Come mai i paguri trovano attraente questo composto? Secondo i ricercatori, alla base di questo comportamento concorrono diverse cause, tra cui l’acidificazione delle acque. I cambiamenti di pH danneggiano l’olfatto degli animali marini e, se la capacità olfattiva è compromessa, è facile per loro confondere una sostanza con un altra.

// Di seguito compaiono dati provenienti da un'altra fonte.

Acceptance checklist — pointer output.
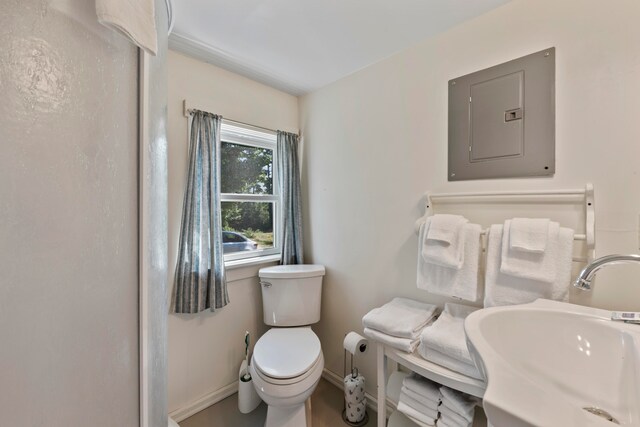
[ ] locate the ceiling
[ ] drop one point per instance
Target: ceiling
(301, 45)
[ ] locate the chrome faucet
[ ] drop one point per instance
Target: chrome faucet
(586, 275)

La struttura dell’oleamide somiglia a quella dell’acido oleico. La presenza di questa sostanza potrebbe dunque indicare ai paguri la presenza di cibo, traendoli in inganno. Si tratta di un fenomeno che si verifica anche con altre sostanze rilasciate dalla plastica e per i paguri rappresenta un pericolo, poiché granchi, gamberi e altre specie potrebbero ingerire più facilmente rifiuti di plastica per errore.

La presenza di oleamide e di altri composti che attraggono gli animali marini possono inoltre interferire con la riproduzione, compromettendola.

Secondo i ricercatori, l’aumento dei rifiuti di plastica, unito all’acidificazione delle acque e all’aumento delle temperature sta avendo un impatto drammatico sugli animali marini e i risultati di questo nuovo studio non sono che l’ennesima conferma.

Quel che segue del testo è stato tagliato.